Critics frequently commented on the "blackly funny" tone of the novel, though in The Guardian, Anthony Cummins noted that "by the end, this comically adversarial narrative" has expanded well beyond comedy, "hitting multiple marks at once: as an art-school prank, a between-the-lines tale of displaced grief and a pitiless anatomy of gender injustice, it also offers (via the inevitable 9/11 ending) a dark state-of-America fable." Accordingly, critics varied in their interpretation of the novel's themes. While some readers interpreted it as a critique of capitalism or an examination of "self-care", Stoner pointed to "an anachronistic belief in the sanctity of art...a faith in the power of art to rouse us, to make us believe that, though the world may feel intolerable, it remains worthwhile to '[dive] into the unknown ... wide awake.'"

==Reception==

In Slate, Laura Miller praised the novel, saying, "Moshfegh excels here at setting up an immediately intriguing character and situation, then amplifying the freakishness to the point that some rupture feels inevitable." Publishers Weekly found the book "captivating and disquieting...showcas[ing] Moshfegh's signature mix of provocation and dark humor." Several reviews, including Miller and Publishers Weekly, felt "the novel drags a bit in the middle", though the ending was widely praised, with Miller saying Moshfegh "found a more satisfying way to resolve the plot" in My Year of Rest and Relaxation than in her first novel, Eileen.

Reviewing the novel in The New Yorker, Jia Tolentino wrote, "Ottessa Moshfegh is easily the most interesting contemporary American writer on the subject of being alive when being alive feels terrible." In The New York Times, Dwight Garner was more hesitant in his praise, but ultimately concluded: "Moshfegh writes with so much misanthropic aplomb, however, that she is always a deep pleasure to read. She has a sleepless eye and dispenses observations as if from a toxic eyedropper."

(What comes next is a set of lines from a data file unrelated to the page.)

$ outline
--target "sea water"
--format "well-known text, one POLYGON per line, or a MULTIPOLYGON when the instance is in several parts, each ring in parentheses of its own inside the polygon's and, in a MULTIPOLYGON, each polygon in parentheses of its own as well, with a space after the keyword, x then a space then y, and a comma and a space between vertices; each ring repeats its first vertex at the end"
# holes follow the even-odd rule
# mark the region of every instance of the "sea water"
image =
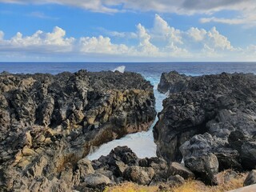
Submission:
MULTIPOLYGON (((162 102, 165 94, 157 90, 157 86, 163 72, 176 70, 186 75, 202 75, 210 74, 226 73, 254 73, 256 74, 256 62, 159 62, 159 63, 82 63, 82 62, 0 62, 0 73, 8 71, 14 74, 49 73, 56 74, 63 71, 76 72, 81 69, 89 71, 119 70, 121 72, 133 71, 141 74, 154 86, 156 98, 156 110, 162 109, 162 102)), ((118 146, 128 146, 138 158, 156 156, 156 145, 154 142, 153 126, 146 132, 131 134, 122 138, 102 145, 88 155, 90 160, 97 159, 101 155, 108 154, 118 146)))

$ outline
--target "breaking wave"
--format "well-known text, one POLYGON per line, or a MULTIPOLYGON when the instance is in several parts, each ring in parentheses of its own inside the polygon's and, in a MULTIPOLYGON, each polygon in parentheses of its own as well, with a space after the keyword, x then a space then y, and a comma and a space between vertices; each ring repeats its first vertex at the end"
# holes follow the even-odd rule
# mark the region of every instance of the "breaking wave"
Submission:
POLYGON ((114 68, 112 71, 114 72, 116 70, 121 72, 121 73, 123 73, 125 72, 125 70, 126 70, 126 66, 118 66, 116 68, 114 68))

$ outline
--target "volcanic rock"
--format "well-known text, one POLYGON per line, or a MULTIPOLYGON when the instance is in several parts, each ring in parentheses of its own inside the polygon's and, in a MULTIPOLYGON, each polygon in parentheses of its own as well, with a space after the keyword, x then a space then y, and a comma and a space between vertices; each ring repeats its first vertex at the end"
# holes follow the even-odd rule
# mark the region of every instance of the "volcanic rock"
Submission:
POLYGON ((206 182, 225 169, 256 167, 256 76, 226 74, 162 75, 169 91, 154 127, 157 154, 180 162, 206 182))
POLYGON ((71 191, 94 174, 83 158, 146 130, 154 102, 153 86, 134 73, 0 74, 0 188, 71 191))

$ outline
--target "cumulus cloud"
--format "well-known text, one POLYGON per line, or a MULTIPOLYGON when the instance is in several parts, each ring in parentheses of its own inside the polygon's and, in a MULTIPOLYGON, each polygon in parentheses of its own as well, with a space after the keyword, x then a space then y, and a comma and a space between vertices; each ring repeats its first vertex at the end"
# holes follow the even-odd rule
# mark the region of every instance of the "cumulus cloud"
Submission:
POLYGON ((175 29, 158 14, 155 15, 152 28, 147 29, 139 23, 134 32, 130 32, 134 34, 135 41, 132 45, 126 44, 126 35, 129 35, 126 32, 117 33, 122 34, 118 35, 118 41, 102 35, 74 38, 66 37, 66 31, 56 26, 52 32, 38 30, 30 36, 18 32, 13 38, 4 39, 4 33, 0 30, 0 54, 24 53, 46 57, 62 54, 63 59, 70 55, 74 58, 94 57, 95 61, 106 55, 147 61, 222 60, 234 55, 244 58, 246 53, 254 53, 256 47, 253 45, 243 50, 234 47, 216 27, 209 30, 195 27, 187 30, 175 29))
POLYGON ((117 12, 116 6, 122 10, 154 10, 158 12, 174 12, 178 14, 194 14, 218 11, 221 10, 238 10, 255 6, 254 0, 0 0, 6 3, 58 3, 82 7, 99 12, 117 12))
POLYGON ((80 51, 84 54, 122 54, 129 48, 123 44, 113 44, 110 38, 103 36, 80 38, 80 51))
MULTIPOLYGON (((38 30, 31 36, 23 37, 22 34, 18 32, 10 40, 2 40, 0 44, 0 50, 40 50, 43 52, 68 52, 72 50, 74 42, 74 38, 65 38, 66 31, 60 27, 54 27, 51 33, 45 33, 38 30)), ((1 35, 0 35, 1 36, 1 35)))

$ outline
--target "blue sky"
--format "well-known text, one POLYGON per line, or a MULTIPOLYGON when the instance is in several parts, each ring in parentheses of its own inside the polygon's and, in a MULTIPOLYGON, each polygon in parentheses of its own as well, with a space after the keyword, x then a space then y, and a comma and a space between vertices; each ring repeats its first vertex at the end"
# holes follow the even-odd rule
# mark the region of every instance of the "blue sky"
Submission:
POLYGON ((255 61, 254 0, 0 0, 0 62, 255 61))

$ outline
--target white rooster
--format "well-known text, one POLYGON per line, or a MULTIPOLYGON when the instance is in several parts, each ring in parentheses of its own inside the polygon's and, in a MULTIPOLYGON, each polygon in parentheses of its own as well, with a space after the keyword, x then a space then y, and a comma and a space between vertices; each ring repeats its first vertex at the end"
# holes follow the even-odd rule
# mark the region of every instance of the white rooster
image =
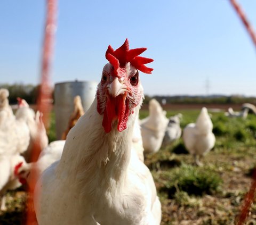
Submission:
POLYGON ((39 225, 157 225, 161 204, 153 177, 131 150, 133 124, 143 97, 138 70, 150 73, 129 49, 109 46, 97 96, 69 131, 61 159, 35 189, 39 225))
POLYGON ((180 120, 182 116, 182 114, 179 113, 169 119, 169 122, 162 143, 162 147, 165 147, 180 138, 181 128, 180 126, 180 120))
POLYGON ((5 162, 7 162, 4 165, 4 167, 2 167, 2 171, 0 171, 0 174, 2 178, 2 173, 4 174, 5 176, 7 176, 7 179, 5 181, 4 185, 0 187, 0 203, 1 203, 1 211, 5 211, 7 210, 5 203, 6 203, 6 196, 4 195, 6 191, 9 190, 14 190, 16 188, 20 187, 24 184, 25 180, 22 179, 19 179, 17 176, 17 171, 19 167, 22 163, 26 163, 24 157, 18 154, 13 155, 9 155, 6 158, 5 162))
POLYGON ((23 162, 16 172, 16 176, 20 180, 26 180, 30 185, 30 172, 32 169, 37 170, 39 176, 51 164, 59 160, 62 154, 65 140, 55 140, 49 144, 40 153, 36 162, 27 163, 23 162))
POLYGON ((22 155, 26 161, 29 162, 35 141, 39 140, 40 149, 43 149, 48 145, 48 137, 42 119, 43 114, 39 111, 35 113, 25 99, 20 98, 17 99, 19 109, 15 113, 16 120, 25 122, 29 131, 29 145, 22 155), (39 139, 37 139, 38 137, 39 139))
POLYGON ((139 159, 141 162, 144 162, 144 148, 143 147, 142 137, 138 114, 133 126, 132 135, 132 149, 137 153, 139 159))
POLYGON ((141 121, 141 136, 145 153, 154 153, 161 147, 168 124, 166 112, 154 98, 149 105, 149 115, 141 121))
POLYGON ((213 124, 207 109, 203 107, 196 123, 187 124, 183 130, 183 140, 190 154, 194 155, 196 164, 203 164, 200 161, 204 155, 214 147, 215 136, 212 132, 213 124))

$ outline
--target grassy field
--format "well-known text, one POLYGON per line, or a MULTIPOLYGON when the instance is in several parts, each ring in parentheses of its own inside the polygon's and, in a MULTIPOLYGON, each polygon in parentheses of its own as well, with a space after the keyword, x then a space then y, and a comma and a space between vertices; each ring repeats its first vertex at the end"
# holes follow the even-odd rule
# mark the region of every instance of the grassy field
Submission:
MULTIPOLYGON (((167 116, 181 113, 183 128, 195 121, 199 112, 172 111, 167 116)), ((249 114, 243 120, 210 113, 216 143, 203 160, 202 168, 194 165, 181 139, 146 158, 162 202, 161 225, 233 224, 239 214, 255 166, 256 116, 249 114)), ((148 114, 142 110, 140 118, 148 114)), ((49 132, 51 141, 55 138, 54 127, 53 120, 49 132)), ((8 211, 0 212, 0 224, 22 224, 25 199, 22 189, 8 193, 8 211)), ((246 224, 256 224, 255 202, 246 224)))

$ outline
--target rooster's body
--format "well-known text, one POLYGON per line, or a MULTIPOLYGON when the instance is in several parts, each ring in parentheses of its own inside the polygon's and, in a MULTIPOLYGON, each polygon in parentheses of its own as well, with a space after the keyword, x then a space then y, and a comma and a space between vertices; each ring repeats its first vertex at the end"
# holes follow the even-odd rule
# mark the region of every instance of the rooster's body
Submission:
POLYGON ((166 112, 155 99, 149 102, 149 115, 141 120, 141 136, 145 153, 154 153, 160 149, 168 119, 166 112))
POLYGON ((37 184, 39 225, 160 224, 152 176, 132 151, 143 89, 133 61, 122 63, 127 48, 127 40, 118 53, 109 47, 106 57, 114 65, 104 67, 97 98, 69 131, 60 160, 37 184))
POLYGON ((215 136, 213 124, 207 109, 203 107, 196 123, 189 123, 183 131, 183 140, 186 148, 195 157, 195 162, 202 165, 199 159, 214 147, 215 136))

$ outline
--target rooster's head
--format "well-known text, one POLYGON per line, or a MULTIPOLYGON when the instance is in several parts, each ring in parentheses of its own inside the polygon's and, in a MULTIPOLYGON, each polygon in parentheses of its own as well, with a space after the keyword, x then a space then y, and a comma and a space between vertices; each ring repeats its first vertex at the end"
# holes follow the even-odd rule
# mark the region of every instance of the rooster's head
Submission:
POLYGON ((145 73, 151 73, 153 70, 144 65, 153 60, 138 56, 146 49, 129 49, 127 39, 115 51, 108 46, 106 57, 109 63, 103 68, 97 90, 97 110, 103 115, 102 126, 106 132, 111 131, 115 122, 119 131, 125 129, 133 108, 142 103, 143 89, 139 70, 145 73))

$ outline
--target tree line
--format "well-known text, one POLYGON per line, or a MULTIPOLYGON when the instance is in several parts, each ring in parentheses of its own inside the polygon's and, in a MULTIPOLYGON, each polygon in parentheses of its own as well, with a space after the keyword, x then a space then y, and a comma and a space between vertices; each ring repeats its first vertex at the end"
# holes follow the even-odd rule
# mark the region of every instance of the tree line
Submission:
MULTIPOLYGON (((22 84, 0 84, 0 88, 6 88, 9 90, 9 97, 10 104, 16 104, 17 98, 25 99, 28 104, 35 104, 38 95, 39 85, 23 85, 22 84)), ((148 104, 150 99, 155 98, 162 102, 164 99, 166 104, 243 104, 249 102, 256 104, 256 97, 243 96, 154 96, 145 95, 144 104, 148 104)))

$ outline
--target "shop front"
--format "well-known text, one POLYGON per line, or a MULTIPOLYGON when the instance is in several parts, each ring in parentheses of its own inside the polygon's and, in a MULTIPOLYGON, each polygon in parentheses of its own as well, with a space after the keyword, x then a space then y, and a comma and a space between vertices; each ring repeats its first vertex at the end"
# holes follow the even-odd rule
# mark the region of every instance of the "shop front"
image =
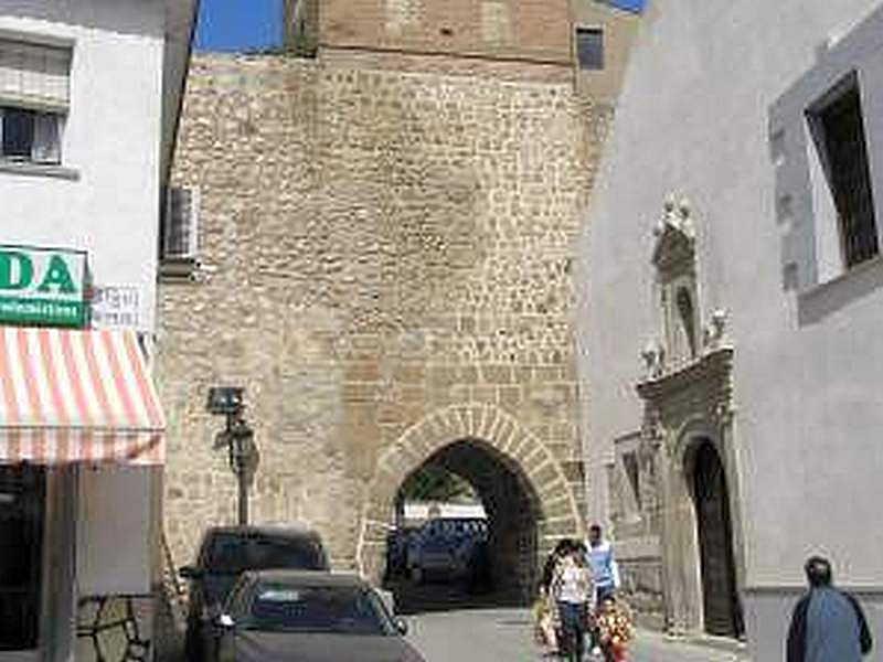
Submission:
POLYGON ((0 662, 150 659, 163 431, 134 331, 0 325, 0 662))

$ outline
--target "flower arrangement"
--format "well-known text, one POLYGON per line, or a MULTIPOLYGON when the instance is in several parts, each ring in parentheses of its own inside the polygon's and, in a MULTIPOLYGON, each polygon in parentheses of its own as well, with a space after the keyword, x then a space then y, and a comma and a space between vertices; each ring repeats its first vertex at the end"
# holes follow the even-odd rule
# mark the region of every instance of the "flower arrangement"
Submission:
POLYGON ((614 660, 625 660, 628 643, 635 638, 631 610, 621 600, 605 598, 595 616, 602 643, 609 647, 614 660))

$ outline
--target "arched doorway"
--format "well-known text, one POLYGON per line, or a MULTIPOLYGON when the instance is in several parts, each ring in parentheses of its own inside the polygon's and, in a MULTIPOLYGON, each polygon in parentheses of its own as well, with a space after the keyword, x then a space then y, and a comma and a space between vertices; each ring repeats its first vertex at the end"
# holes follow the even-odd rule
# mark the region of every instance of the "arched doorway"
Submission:
POLYGON ((726 474, 717 450, 709 440, 702 441, 693 456, 692 489, 705 631, 740 637, 744 627, 736 590, 726 474))
POLYGON ((426 466, 445 467, 469 482, 485 505, 494 604, 526 604, 540 559, 562 537, 585 535, 582 473, 566 473, 545 444, 507 412, 455 405, 408 428, 377 458, 357 548, 361 573, 374 581, 385 572, 400 490, 426 466))
MULTIPOLYGON (((397 520, 404 531, 398 533, 409 536, 411 549, 405 551, 406 572, 404 576, 398 573, 400 581, 394 586, 427 608, 458 601, 528 604, 540 563, 540 502, 521 468, 486 441, 461 439, 434 452, 405 479, 396 495, 397 508, 412 496, 406 493, 412 478, 425 476, 427 469, 436 476, 456 477, 468 485, 482 515, 460 514, 464 504, 455 499, 434 502, 436 512, 411 522, 404 522, 400 511, 397 520), (476 520, 481 520, 481 527, 470 526, 478 523, 476 520), (436 535, 428 535, 436 530, 436 535), (426 553, 424 547, 433 545, 438 548, 426 553)), ((442 487, 439 499, 450 491, 444 489, 448 485, 442 487)), ((456 483, 454 488, 456 491, 456 483)), ((389 552, 387 548, 387 564, 389 552)), ((389 570, 387 567, 387 576, 389 570)))

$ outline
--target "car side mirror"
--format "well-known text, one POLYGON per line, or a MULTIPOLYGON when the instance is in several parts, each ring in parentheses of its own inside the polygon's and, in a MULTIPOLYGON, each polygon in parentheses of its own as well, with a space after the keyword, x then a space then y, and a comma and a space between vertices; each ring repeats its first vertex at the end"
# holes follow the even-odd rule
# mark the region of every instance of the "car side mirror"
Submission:
POLYGON ((395 624, 395 631, 398 632, 402 637, 407 634, 407 621, 403 618, 393 619, 393 624, 395 624))
POLYGON ((178 568, 178 576, 182 579, 201 579, 202 570, 194 566, 183 566, 178 568))
POLYGON ((236 621, 233 620, 233 617, 228 613, 222 613, 216 619, 214 619, 214 624, 217 627, 219 630, 222 632, 228 632, 236 627, 236 621))

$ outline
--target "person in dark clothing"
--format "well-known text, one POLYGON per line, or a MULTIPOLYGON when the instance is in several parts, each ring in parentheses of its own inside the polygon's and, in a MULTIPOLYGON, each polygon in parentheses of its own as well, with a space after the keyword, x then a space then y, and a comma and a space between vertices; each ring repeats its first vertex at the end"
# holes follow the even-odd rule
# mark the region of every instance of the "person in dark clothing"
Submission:
POLYGON ((567 554, 573 544, 574 542, 570 538, 558 541, 558 544, 555 545, 555 549, 549 555, 549 558, 545 559, 543 575, 540 579, 541 590, 549 592, 549 586, 552 584, 552 576, 555 573, 555 566, 557 565, 558 560, 561 560, 567 554))
POLYGON ((831 585, 831 564, 812 556, 804 569, 809 591, 788 629, 788 662, 861 662, 873 641, 859 601, 831 585))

In a starred review, Kirkus Reviews described the novel as "A nervy modern-day rebellion tale that isn’t afraid to get dark or find humor in the darkness."

== Adaptations ==
In 2018, LuckyChap Entertainment and Atlas Entertainment bought the film adaptation rights to the book. LuckyChap's Margot Robbie was set to produce, alongside her husband Tom Ackerley. A German-language stage adaptation, Mein Jahr der Ruhe und Entspannung, premiered in 2020 in Zürich, Switzerland, directed by Yana Ross.